Italian energy giant Eni and its partners have confirmed development of the Coral North floating liquified natural gas (FLNG) project, putting Mozambique on track to become one of Africa’s leading LNG producers, reports Reuters.

Eni CEO Claudio Descalzi signed the final investment decision alongside Mozambican President Daniel Chapo in Maputo last Thursday. The new state-of-the-art FLNG facility will be implemented by a joint venture between Eni (50 percent) and CNPC (20 percent), along with Korea Gas Corporation, ADNOC subsidiary XRG and Mozambican state-owned oil company ENH (the latter three hold 10 percent each). 

A twin to the Coral South FLNG, which launched operations in 2022, the new platform will double LNG output in Mozambique to over 7 million tons annually. It is scheduled to start operations in 2028.

“Coral North will more than double the benefits for the country – it is projected to generate US$23 billion in tax revenues, create even more jobs, increase national suppliers and assign US$3 billion in contracts to local companies,” Descalzi said at the ceremony.

[See more: Samsung is preparing to start work on a second FLNG platform for Mozambique]

Coral North will sit in the northern part of the Coral Field (Area 4) of the Rovuma Basin, an area that went largely overlooked until recently. Eni has played a central role in its development, initiating exploration in 2006 when the area was still considered as “non-attractive.” Less than a decade later, the company had discovered vast natural gas resources in the basin’s Coral, Mamba Complex and Agulha reservoirs, totalling around 2.4 trillion cubic metres of gas in place.

Coral South was the first project to take advantage of these reserves, and the first large-scale FLNG delivered in ultra-deep waters worldwide. Experience gained on that project will “offer competitive advantages in terms of schedule, costs, performance optimisation, and minimisation of execution risks” on its sister to the north, the company noted.

The Coral Field projects have neatly avoided the issues with insurgent violence that has plagued TotalEnergies and Exxon Mobil, both of which include onshore facilities in the volatile Cabo Delgado province. 
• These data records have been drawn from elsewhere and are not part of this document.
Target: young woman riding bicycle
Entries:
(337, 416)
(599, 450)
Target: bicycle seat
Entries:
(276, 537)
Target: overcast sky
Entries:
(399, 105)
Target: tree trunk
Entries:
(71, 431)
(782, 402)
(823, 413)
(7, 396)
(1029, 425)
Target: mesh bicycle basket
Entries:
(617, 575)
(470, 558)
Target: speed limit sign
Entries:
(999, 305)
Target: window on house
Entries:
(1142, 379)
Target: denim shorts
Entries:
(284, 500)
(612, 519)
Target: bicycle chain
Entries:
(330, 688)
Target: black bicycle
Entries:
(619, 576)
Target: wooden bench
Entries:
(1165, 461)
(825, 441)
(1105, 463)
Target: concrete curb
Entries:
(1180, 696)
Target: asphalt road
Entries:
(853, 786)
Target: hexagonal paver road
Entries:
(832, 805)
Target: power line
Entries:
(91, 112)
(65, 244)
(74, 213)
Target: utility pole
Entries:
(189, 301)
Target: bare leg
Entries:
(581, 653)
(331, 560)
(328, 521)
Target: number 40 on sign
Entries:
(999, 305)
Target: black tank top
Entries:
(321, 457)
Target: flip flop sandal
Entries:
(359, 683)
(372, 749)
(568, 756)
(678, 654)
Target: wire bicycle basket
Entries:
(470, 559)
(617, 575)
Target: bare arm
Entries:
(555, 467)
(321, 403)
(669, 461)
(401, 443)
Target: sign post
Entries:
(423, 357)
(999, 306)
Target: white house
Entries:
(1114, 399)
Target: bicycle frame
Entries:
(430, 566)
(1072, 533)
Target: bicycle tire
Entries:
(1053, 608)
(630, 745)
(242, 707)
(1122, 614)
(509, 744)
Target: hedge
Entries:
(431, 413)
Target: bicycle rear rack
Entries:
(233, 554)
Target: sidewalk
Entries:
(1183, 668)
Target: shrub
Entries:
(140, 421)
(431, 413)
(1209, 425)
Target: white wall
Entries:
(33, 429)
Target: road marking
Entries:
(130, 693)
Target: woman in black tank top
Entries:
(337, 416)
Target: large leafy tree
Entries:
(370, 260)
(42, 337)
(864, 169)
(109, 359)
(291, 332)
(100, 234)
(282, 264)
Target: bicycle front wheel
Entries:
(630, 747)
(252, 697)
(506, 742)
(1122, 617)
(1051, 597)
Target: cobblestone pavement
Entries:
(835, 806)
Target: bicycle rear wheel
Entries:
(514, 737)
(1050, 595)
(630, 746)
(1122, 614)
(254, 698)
Total is eager to return, having abandoned its US$20 billion Mozambique LNG project in 2021 following a deadly terrorist attack. Sources say the government is expected to lift the force majeure on the project, clearing the way for construction to restart. Exxon Mobil, which was impacted due to shared facilities, is seeking security assurances as it weighs its own investment decision.